Perhaps the most significant revelation from the LeDeR Report was how little of it will really have surprised anybody who had read any of the earlier reports. The data was perhaps slightly more depressing than we might have hoped for but as Sara Ryan put it in her interview on BBC Breakfast –
My anger is about the fact that we know this happens, we’ve known that this has happened for a long time now and nothing is changing and what we are effectively saying now is that the label of learning disability for any kid is the equivalent of a life limiting illness. And learning disability isn’t a medical condition. The kids aren’t sick.
Sara Ryan 2018
The truth of it is that the five years between 2013 and 2018 have been a missed opportunity on the part of the last two governments. Commissioning yet more kick it down the road research, at a time when it was clear that what was needed were greater rights to equality of access to healthcare, greater investment in-order to deliver those rights and as Sara pointed out the implementation of recommendation 18 of the CIPOLD Report and the establishment of a National Learning Disability Mortality Review Body.
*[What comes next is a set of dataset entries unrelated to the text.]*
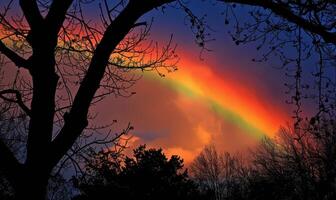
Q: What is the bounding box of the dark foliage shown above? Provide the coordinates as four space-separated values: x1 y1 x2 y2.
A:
75 146 202 200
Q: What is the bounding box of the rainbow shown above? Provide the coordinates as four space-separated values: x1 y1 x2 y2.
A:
144 57 286 138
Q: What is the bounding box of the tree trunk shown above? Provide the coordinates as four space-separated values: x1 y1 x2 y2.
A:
13 170 49 200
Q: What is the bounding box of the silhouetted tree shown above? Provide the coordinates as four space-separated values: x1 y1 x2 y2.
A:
0 0 205 200
190 145 247 200
75 146 198 200
245 121 336 200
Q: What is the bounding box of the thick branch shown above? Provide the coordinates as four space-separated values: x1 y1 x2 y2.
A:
51 0 173 169
0 89 31 116
0 40 30 69
223 0 336 44
0 139 22 188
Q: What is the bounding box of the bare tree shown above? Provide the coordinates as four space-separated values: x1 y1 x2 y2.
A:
0 0 210 199
190 145 246 200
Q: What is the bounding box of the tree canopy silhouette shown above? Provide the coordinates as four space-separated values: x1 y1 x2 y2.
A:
75 146 198 200
0 0 336 200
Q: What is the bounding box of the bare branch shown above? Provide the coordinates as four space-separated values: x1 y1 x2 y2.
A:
0 89 31 116
223 0 336 44
20 0 43 29
0 40 30 69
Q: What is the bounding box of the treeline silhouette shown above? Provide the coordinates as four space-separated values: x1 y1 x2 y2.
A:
0 117 336 200
69 118 336 200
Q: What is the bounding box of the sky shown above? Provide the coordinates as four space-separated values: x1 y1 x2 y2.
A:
0 0 293 163
93 0 292 163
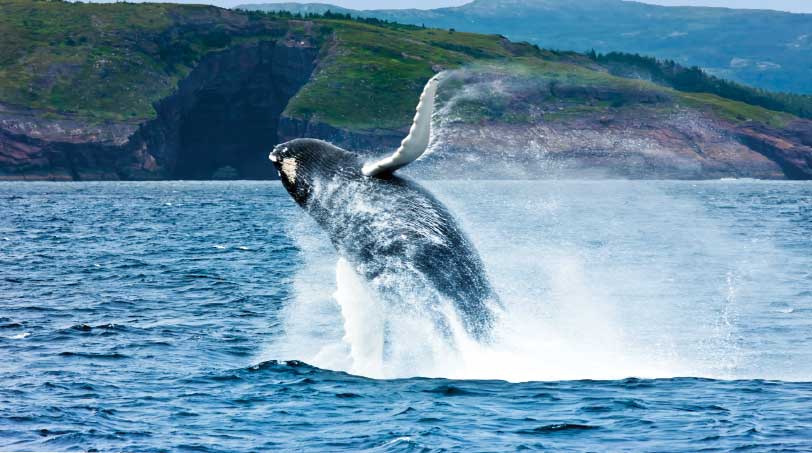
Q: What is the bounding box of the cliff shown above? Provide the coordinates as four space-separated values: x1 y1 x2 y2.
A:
0 0 812 180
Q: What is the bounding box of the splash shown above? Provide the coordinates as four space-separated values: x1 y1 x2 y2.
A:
256 181 810 381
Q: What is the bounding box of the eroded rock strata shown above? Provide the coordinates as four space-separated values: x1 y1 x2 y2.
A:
0 40 812 180
0 41 318 180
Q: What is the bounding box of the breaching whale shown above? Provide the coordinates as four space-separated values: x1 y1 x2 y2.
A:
269 73 499 341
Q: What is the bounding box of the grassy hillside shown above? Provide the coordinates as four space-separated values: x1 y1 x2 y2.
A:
0 0 804 129
0 0 300 120
239 0 812 94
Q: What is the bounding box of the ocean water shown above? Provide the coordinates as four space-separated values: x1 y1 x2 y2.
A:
0 180 812 452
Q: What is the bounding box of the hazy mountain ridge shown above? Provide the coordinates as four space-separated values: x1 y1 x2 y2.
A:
240 0 812 93
0 0 812 180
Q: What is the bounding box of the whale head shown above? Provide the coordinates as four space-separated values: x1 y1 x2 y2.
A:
268 138 361 206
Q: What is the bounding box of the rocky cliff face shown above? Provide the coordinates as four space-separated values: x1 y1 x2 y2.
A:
0 41 318 180
0 41 812 180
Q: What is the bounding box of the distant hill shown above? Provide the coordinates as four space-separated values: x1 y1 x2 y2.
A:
239 0 812 93
0 0 812 180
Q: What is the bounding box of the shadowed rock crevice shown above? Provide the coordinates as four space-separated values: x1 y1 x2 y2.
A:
131 42 317 179
0 41 318 180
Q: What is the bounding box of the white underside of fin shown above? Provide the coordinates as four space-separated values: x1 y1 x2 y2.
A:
361 72 443 176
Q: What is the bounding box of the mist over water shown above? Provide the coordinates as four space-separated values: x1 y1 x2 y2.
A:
265 181 812 381
0 181 812 453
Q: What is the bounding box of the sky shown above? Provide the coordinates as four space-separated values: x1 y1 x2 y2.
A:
82 0 812 13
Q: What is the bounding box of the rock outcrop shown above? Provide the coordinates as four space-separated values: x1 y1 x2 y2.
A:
0 41 318 180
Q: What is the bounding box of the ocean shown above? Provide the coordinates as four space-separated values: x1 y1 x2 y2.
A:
0 180 812 452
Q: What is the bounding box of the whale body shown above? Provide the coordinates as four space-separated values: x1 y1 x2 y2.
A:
270 72 499 341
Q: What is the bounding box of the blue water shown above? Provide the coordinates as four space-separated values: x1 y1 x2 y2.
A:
0 181 812 451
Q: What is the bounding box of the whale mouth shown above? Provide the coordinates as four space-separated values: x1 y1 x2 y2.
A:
268 143 288 164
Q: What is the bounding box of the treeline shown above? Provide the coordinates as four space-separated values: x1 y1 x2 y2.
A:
239 9 426 30
587 50 812 119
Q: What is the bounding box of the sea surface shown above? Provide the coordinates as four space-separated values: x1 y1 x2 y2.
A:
0 180 812 452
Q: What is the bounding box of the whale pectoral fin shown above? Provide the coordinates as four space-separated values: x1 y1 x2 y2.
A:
361 72 445 176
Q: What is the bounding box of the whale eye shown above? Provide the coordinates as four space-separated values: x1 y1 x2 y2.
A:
282 157 296 184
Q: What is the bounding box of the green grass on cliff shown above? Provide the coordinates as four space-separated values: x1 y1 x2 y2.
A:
0 0 793 130
0 0 294 120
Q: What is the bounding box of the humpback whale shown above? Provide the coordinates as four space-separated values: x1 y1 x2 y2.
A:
269 73 500 341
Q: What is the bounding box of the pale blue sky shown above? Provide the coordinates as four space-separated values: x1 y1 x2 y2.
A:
81 0 812 13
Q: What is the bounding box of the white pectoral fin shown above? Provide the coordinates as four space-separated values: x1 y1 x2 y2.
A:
361 72 443 176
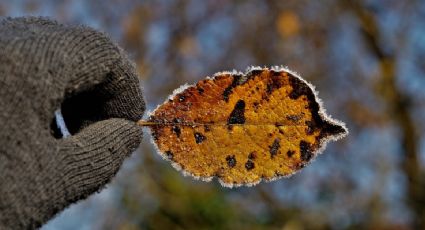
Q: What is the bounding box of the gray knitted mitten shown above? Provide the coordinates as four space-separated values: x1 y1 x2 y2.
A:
0 18 145 229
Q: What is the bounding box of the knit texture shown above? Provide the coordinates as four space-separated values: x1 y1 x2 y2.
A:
0 17 145 229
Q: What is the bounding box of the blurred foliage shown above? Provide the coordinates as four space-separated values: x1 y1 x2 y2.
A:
0 0 425 229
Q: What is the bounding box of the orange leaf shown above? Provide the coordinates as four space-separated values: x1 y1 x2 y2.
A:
140 68 348 187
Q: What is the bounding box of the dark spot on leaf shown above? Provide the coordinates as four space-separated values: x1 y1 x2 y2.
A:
195 132 207 144
198 87 204 95
274 122 283 127
286 150 295 158
300 141 313 161
165 151 174 160
274 171 283 177
252 102 260 110
171 125 182 137
286 114 303 122
204 125 211 132
269 138 280 158
173 118 181 124
227 100 245 124
305 121 317 135
226 155 236 168
289 75 347 139
245 160 255 171
289 76 314 101
179 95 186 102
222 75 242 102
248 152 257 160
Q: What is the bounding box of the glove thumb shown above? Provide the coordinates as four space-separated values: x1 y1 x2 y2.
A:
59 118 142 202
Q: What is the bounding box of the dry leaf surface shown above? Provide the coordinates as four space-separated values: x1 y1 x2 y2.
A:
148 68 347 187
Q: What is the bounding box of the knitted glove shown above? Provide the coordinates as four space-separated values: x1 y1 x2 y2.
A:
0 18 145 229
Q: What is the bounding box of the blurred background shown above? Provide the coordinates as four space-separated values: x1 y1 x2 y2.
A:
0 0 425 230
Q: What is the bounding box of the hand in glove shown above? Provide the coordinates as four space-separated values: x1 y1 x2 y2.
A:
0 18 145 229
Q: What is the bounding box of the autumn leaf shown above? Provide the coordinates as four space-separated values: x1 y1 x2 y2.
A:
139 67 348 187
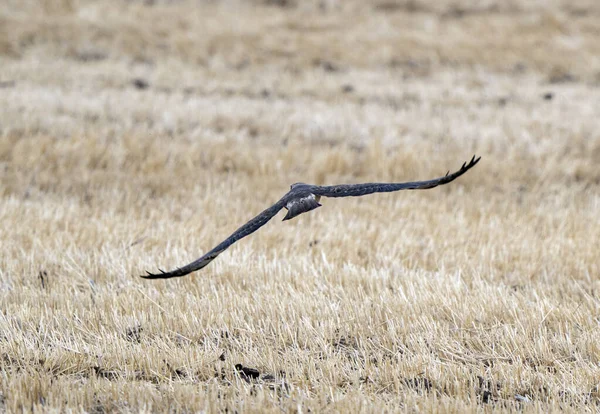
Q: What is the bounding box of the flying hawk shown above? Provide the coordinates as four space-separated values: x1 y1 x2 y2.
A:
142 156 481 279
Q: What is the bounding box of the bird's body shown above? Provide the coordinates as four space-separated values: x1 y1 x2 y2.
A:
142 157 480 279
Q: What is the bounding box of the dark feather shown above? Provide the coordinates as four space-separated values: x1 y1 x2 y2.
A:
312 156 481 197
283 194 321 221
142 156 481 279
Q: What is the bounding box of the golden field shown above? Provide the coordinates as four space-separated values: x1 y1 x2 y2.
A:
0 0 600 413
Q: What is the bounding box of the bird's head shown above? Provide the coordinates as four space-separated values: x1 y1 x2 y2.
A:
290 183 308 190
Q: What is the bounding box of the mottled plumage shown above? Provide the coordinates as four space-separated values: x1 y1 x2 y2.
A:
142 156 481 279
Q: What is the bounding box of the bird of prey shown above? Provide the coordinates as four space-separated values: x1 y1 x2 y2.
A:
142 156 481 279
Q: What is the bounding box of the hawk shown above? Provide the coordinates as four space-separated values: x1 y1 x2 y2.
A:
142 156 481 279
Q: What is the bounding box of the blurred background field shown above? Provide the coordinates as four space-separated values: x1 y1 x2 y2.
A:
0 0 600 413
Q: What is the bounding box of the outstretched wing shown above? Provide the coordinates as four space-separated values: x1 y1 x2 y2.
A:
311 156 481 197
142 198 285 279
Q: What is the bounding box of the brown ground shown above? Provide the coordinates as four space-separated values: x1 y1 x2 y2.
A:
0 0 600 412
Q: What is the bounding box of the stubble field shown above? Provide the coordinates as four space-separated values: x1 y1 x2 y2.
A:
0 0 600 413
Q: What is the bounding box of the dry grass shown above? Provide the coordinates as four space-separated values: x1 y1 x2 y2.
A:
0 0 600 412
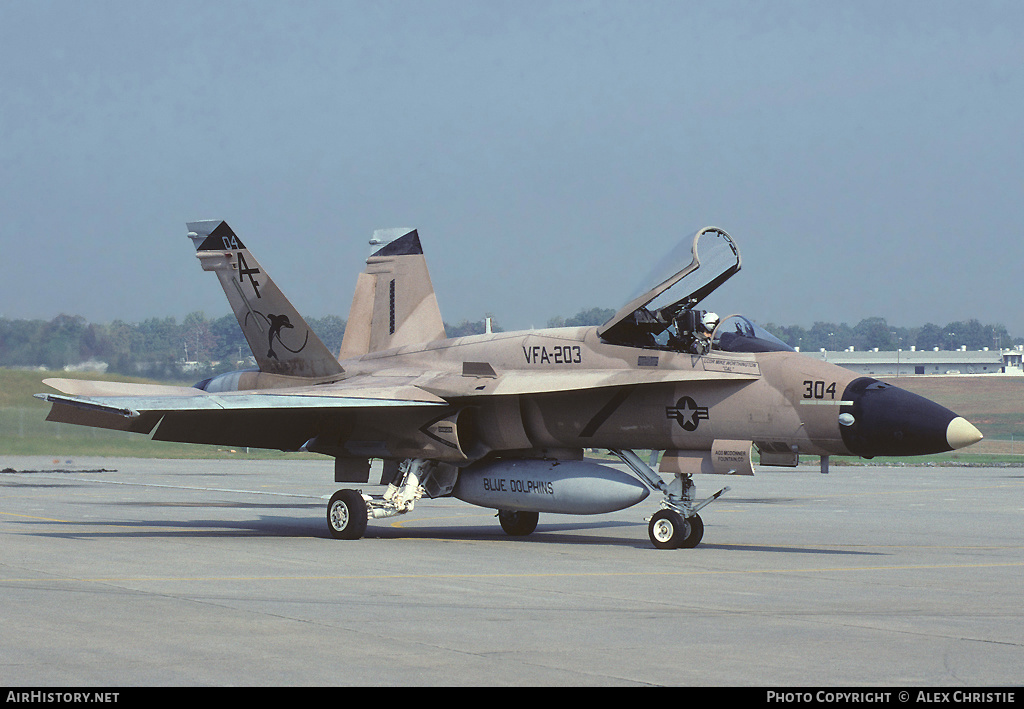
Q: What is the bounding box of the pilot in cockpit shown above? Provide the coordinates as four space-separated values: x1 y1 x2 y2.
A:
669 310 719 355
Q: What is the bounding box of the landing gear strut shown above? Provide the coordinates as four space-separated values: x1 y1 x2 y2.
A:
611 450 728 549
327 458 454 539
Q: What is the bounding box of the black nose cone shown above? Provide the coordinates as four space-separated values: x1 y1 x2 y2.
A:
840 377 981 458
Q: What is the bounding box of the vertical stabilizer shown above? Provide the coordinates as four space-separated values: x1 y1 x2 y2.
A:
340 228 444 360
188 220 344 377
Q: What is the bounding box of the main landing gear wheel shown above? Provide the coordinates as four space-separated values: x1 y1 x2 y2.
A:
647 509 703 549
327 490 369 539
498 509 541 537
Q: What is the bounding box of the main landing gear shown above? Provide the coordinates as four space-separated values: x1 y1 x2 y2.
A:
611 449 728 549
327 458 450 539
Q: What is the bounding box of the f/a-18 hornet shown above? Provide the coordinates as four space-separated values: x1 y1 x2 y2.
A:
38 221 981 548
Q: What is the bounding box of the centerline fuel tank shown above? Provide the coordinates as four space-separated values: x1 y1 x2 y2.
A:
452 458 649 514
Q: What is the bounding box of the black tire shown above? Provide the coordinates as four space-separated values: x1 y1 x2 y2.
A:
679 514 703 549
327 490 368 539
498 509 541 537
647 509 690 549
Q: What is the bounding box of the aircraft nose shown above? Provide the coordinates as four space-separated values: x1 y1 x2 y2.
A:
840 377 982 458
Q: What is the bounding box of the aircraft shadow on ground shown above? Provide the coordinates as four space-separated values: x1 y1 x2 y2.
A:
12 512 885 556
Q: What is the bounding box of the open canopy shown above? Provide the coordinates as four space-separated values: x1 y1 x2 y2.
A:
598 226 740 346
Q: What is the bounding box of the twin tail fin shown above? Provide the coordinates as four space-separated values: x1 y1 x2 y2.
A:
187 220 344 378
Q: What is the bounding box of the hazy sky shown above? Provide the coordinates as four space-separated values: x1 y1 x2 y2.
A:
0 0 1024 336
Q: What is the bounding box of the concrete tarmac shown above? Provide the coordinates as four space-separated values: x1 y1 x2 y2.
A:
0 457 1024 687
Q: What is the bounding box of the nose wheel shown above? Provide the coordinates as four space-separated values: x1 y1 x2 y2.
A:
647 509 703 549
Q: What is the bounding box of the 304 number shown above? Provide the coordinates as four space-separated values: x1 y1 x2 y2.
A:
804 379 836 399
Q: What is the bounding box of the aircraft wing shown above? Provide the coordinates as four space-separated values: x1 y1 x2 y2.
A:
36 379 446 450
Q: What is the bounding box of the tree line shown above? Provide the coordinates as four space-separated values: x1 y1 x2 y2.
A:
0 307 1024 380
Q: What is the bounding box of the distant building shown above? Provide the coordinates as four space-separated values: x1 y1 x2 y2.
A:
807 345 1024 377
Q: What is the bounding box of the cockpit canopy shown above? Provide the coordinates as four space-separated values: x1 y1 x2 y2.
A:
597 226 793 355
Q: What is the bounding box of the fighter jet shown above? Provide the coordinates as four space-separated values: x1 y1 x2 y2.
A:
37 221 982 549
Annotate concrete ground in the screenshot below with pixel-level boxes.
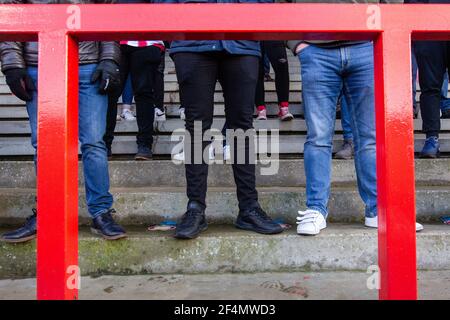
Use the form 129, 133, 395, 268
0, 270, 450, 300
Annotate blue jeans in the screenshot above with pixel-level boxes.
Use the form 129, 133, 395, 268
299, 42, 377, 217
27, 64, 113, 218
341, 95, 353, 141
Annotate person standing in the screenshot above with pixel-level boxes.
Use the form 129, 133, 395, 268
405, 0, 450, 158
160, 0, 283, 239
0, 0, 126, 242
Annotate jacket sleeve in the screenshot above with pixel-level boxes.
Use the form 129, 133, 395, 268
0, 0, 26, 71
96, 0, 120, 64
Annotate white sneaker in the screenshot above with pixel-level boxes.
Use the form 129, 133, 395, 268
155, 108, 166, 121
208, 144, 216, 160
364, 217, 423, 232
172, 151, 184, 163
121, 109, 136, 121
179, 107, 186, 120
297, 209, 327, 235
223, 144, 231, 161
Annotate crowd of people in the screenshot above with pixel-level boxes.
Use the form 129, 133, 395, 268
0, 0, 450, 242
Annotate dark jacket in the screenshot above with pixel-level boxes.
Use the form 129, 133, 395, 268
155, 0, 273, 57
286, 0, 403, 54
0, 0, 120, 71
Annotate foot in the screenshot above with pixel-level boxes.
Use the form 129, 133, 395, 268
175, 201, 208, 239
297, 209, 327, 236
420, 136, 439, 158
256, 106, 267, 120
441, 109, 450, 119
0, 209, 37, 243
155, 108, 166, 121
223, 144, 231, 161
121, 109, 136, 121
235, 207, 283, 234
364, 217, 423, 232
278, 107, 294, 121
134, 146, 153, 161
179, 107, 186, 120
91, 209, 127, 240
334, 140, 354, 160
264, 73, 275, 82
172, 151, 184, 163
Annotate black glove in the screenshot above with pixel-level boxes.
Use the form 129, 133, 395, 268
91, 60, 120, 94
3, 68, 36, 101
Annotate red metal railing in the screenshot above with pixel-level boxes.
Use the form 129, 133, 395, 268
0, 4, 450, 299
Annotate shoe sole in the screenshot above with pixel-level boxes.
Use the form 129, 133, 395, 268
0, 235, 36, 243
174, 225, 208, 240
234, 223, 284, 234
134, 156, 152, 161
91, 228, 127, 240
280, 116, 294, 121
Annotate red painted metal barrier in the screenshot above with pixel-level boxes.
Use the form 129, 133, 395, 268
0, 4, 450, 299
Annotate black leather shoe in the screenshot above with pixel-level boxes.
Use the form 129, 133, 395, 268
175, 201, 208, 239
0, 209, 37, 243
91, 209, 127, 240
442, 109, 450, 119
235, 207, 283, 234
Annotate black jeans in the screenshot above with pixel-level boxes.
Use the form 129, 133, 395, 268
255, 41, 289, 107
173, 52, 259, 210
413, 41, 450, 138
103, 45, 164, 148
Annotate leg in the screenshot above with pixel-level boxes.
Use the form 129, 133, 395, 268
344, 42, 377, 218
219, 55, 261, 211
174, 53, 217, 210
130, 46, 161, 154
265, 41, 289, 106
299, 45, 342, 217
416, 41, 446, 138
78, 64, 113, 219
103, 46, 129, 152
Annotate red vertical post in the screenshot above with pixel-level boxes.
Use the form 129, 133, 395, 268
375, 30, 417, 300
37, 30, 79, 300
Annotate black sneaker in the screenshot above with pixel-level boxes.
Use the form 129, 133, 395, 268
441, 109, 450, 119
134, 146, 153, 161
235, 207, 283, 234
175, 201, 208, 239
0, 209, 37, 243
91, 209, 127, 240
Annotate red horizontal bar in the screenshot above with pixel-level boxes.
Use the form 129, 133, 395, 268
0, 4, 450, 41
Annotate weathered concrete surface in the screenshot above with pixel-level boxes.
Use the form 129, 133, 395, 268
0, 271, 450, 302
0, 186, 450, 225
0, 224, 450, 278
0, 158, 450, 188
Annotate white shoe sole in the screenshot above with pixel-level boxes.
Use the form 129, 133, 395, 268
297, 221, 327, 236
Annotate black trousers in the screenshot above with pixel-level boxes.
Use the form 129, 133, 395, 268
255, 41, 289, 107
413, 41, 450, 138
103, 45, 164, 148
173, 53, 259, 210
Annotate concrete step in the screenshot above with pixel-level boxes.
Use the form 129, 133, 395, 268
0, 117, 450, 135
0, 158, 450, 188
0, 133, 450, 156
0, 103, 303, 120
0, 186, 450, 225
0, 270, 450, 302
0, 224, 450, 282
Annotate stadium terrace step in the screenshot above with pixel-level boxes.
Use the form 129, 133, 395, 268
0, 118, 450, 135
0, 224, 450, 278
0, 185, 450, 225
0, 133, 450, 156
0, 158, 450, 188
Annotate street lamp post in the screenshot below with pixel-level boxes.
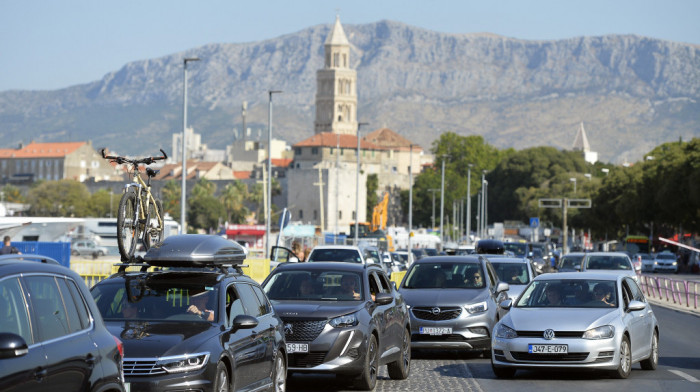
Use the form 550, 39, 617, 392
355, 122, 369, 246
467, 163, 474, 245
179, 57, 199, 234
265, 90, 282, 258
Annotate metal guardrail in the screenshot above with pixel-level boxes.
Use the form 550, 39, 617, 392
639, 275, 700, 310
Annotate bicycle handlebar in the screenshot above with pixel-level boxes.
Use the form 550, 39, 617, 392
100, 148, 168, 165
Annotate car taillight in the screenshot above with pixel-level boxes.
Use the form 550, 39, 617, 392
112, 335, 124, 358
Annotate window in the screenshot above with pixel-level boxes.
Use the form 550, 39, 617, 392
0, 277, 34, 346
236, 284, 265, 317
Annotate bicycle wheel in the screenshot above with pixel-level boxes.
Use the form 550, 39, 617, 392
143, 199, 163, 250
117, 190, 140, 261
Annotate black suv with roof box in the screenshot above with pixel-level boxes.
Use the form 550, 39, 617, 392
92, 234, 287, 392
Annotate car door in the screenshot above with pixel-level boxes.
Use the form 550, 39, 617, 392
24, 275, 101, 391
0, 276, 48, 392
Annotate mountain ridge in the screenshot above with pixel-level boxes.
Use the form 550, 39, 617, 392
0, 21, 700, 163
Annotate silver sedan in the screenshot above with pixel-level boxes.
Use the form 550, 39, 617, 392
491, 272, 659, 378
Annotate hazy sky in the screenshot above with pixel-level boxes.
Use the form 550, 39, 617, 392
0, 0, 700, 91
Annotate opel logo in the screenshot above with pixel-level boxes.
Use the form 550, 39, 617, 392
542, 329, 554, 340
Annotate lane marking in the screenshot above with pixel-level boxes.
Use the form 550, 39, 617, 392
669, 369, 700, 382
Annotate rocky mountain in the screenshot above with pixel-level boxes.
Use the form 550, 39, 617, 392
0, 21, 700, 163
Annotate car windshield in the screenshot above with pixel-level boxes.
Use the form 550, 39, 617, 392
515, 279, 617, 308
307, 249, 362, 263
492, 262, 530, 285
263, 269, 364, 301
91, 279, 218, 322
559, 255, 583, 269
402, 263, 484, 289
503, 242, 527, 257
586, 255, 632, 270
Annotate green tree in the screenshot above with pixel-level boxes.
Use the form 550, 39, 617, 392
27, 180, 90, 217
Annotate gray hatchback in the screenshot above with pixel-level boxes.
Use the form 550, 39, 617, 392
399, 255, 509, 353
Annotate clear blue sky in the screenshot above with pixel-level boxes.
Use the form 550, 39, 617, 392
0, 0, 700, 91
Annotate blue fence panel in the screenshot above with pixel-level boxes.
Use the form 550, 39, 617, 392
12, 241, 70, 268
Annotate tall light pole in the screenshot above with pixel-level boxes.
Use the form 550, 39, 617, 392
355, 122, 369, 246
467, 163, 474, 245
408, 143, 413, 252
179, 57, 199, 234
265, 90, 282, 258
440, 156, 445, 246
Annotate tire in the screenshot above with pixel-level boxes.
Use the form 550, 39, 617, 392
491, 357, 516, 378
640, 331, 659, 370
143, 199, 163, 250
214, 362, 231, 392
270, 351, 287, 392
117, 190, 140, 261
386, 329, 411, 380
355, 335, 379, 391
612, 336, 632, 379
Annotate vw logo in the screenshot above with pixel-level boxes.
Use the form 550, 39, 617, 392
542, 329, 554, 340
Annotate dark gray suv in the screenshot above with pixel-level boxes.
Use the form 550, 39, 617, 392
0, 255, 124, 392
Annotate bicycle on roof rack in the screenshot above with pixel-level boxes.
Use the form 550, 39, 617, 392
101, 148, 168, 261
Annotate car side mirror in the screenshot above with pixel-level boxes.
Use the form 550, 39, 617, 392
374, 293, 394, 305
231, 314, 258, 331
627, 301, 647, 312
0, 332, 29, 359
496, 282, 510, 294
498, 298, 513, 310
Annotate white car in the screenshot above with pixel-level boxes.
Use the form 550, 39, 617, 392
491, 272, 659, 378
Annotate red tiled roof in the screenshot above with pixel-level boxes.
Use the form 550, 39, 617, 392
0, 142, 86, 158
294, 132, 383, 150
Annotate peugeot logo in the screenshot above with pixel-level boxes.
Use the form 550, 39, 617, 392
542, 329, 554, 340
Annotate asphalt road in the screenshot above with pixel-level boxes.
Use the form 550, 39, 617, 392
288, 305, 700, 392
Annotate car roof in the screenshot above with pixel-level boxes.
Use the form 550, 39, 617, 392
271, 261, 382, 274
534, 271, 628, 281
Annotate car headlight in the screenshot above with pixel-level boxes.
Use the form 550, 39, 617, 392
583, 325, 615, 339
493, 323, 518, 339
464, 301, 489, 314
158, 353, 209, 373
328, 313, 358, 328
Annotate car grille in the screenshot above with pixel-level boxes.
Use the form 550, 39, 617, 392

But that didn’t happen and instead the government implemented a policy of active inaction – the appearance of doing something about a problem – knowing full well that it wouldn’t change a thing. And because of that quite deliberate policy choice, in those 5 years; hundreds, perhaps thousands of people with learning disabilities will have died as a result of what is effectively – a subtle form of lethal neglect.
People have accused this government of organisational discrimination toward people with learning disabilities, perhaps it is, but personally I think it’s far worse than that.